Fontana, caso camici: col cognato non fu donazione

Secondo gli inquirenti la fornitura sarebbe stata trasformata in donazione per poter rivendere parte dei camici. Fontana sostiene di aver chiesto al parente di rinunciare al pagamento dei camici per evitare polemiche sul conflitto di interessi, ma forse dietro potrebbe esserci la volontà di poter rivendere un terzo della commessa, 25mila camici, ad un onlus varesina ad un prezzo più alto. Un’ipotesi, come detto, che però sembra trovare riscontro in alcune chat su WhatsApp. Stando a quanto riportato dal Corriere della Sera, in un messaggio inviato la mattina del 20 maggio, prima della comunicazione da parte di Dini alla Regione di voler “donare” il materiale sanitario, lo stesso scrive: “Abbiamo ricevuto una bella partita di tessuto per camici. Li vendiamo a 9 euro, e poi ogni 1000 venduti ne posso donare 100”.

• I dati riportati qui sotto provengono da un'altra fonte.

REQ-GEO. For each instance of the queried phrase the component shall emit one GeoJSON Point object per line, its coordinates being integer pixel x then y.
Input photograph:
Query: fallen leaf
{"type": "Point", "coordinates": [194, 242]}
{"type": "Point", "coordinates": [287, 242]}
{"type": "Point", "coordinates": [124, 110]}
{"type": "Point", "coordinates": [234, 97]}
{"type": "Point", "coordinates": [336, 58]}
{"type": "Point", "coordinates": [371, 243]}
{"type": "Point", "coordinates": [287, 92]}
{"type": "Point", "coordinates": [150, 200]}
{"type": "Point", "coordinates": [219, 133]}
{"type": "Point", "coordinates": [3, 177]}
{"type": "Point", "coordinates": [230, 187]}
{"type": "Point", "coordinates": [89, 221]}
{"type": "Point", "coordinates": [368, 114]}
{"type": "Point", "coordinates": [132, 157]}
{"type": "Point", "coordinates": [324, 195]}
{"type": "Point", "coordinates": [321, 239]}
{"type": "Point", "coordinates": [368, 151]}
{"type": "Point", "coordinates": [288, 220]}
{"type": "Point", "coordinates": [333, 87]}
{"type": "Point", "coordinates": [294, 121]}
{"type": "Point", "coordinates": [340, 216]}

Questo messaggio cambierebbe la visione degli inquirenti in quanto paleserebbe un progetto premeditato. A questo punto la frode in pubbliche forniture contestata a Fontana, Dini e Bongiovanni non riguarderebbe più un tentativo di rivendere parte del materiale effettuato dopo la donazione per rientrare del mancato guadagno, ma potrebbe invece essere stata progettata prima sulla base di un accordo con l’amministrazione regionale. Supposizioni al momento, che andranno arricchite con ulteriori prove e testimonianze. Intanto la guardia di finanza ha trovato proprio i 25mila camici – mai consegnati alla Regione – nel corso di una perquisizione presso la Dama Spa. Un intervento che lo stesso Dini ha accolto come “una liberazione perché così hanno visto che sono qua, non vedevo l’ora di liberarmene”.